Core War programs are written in a programming language known as Redcode. Redcode does not have access to direct input or output.
Opcodes
Each opcode in Corewar contains three components: The instruction, register A, and register B. In the core, each memory section contains exactly one opcode, and provides no independent numbers.
The registers A and B are relative addresses, described in the Address modes below.
| Opcode | Description |
|---|---|
| DAT A,B | Data; executing this instruction kills the task. |
| MOV #A,B | If one is immediate, copied immediate number to B. |
| MOV A,B | Moves instruction at A to B. However, if A is immediate, copies the immediate number to B. |
| ADD A,B | Adds A to B. |
| SUB A,B | Subtracts A from B. |
| MUL A,B | Multiplies A and B to produce the result. |
| DIV A,B | Divides B by A. Division by zero kills the process. |
| MOD A,B | Modulus of B in A. Division by zero kills the process. |
| JMP A,B | Jumps to A. |
| JMZ A B | If *B is 0, jumps to A. |
| JMN A,B | If *B is not 0, jumps to A. |
| DJN A,B | Decreases *b. If non zero, jumps to A. |
| CMP A,B | If *a == *B (or if immediate, #A == *B), skips an instruction |
| SPL A,B | Creates a new task, which starts at B. Newer task starts first. |
| SEQ A,B | Skips past the next instruction if A and B are equal. |
| SNE A,B | Skips past the next instruction if A and B are not-equal. |
| SLT A,B | Skips if *A < *B. (88 only) |
| XCH A,B | At A, swaps A and B. (extended only) |
| PCT A,B | At A, Protects operands from changing, until an instruction is written to that address. |
| NOP A,B | Has no special effect (although operands are still evaluates.) |
| STP A,B | Stores A into P-Space at location specified by B. |
| LDP A,B | Retrieves data from P-Space at location specified by B into A. |
Address modes
Each opcode listed above contains two registers.
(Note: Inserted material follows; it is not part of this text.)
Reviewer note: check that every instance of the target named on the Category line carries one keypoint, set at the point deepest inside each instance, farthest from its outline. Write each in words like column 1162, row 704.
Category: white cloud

These registers are composed of both a number and an address mode:
| # | Immediate. The number is directly in the opcode. |
| $ (or none) | Direct. The opcode points to a cell relative to the current cell. |
| @ | Indirect. The opcode points to a cell relative to the current cell. That cell's B value is added to the indirect pointer, to provide the target. |
| < | Indirect, but the intermediate register is decreased before use. |
| > | Indirect, the intermediate register is increased after use. |
| * | A-field Indirect. The opcode points to a cell relative to the current cell. That cell's A value is added to the indirect pointer, to provide the target. |
| { | A-field Indirect, but the intermediate register is decreased before use. |
| } | A-field Indirect, the intermediate register is increased after use. |
Special commands
| END | Stops compilation, further lines are treated as comments. |
| ORG | Takes one parameter, which identifies the start location. |
| PIN | Specifies P-Space identifier. If equal, the two programs share P-Space. |
| <label> EQU <A> | Replaces all instances of <label> with <A>. |
Instruction modifiers
| .A | A -> A |
| .B | B -> B |
| .AB | A -> B |
| .BA | B -> A |
| .F | A->A and B->B |
| .X | A->B and B->A |
| .I | Entire instruction. |
P-Space
P-Space is a private storage used by programs across multiple runs of a program, that cannot be directly accessed by the opponent. However, attacks by programs can trick other programs into corrupting the P-Space region
In the opcode listing above, there are two instructions that can read and write to P-Space: STP and LDP.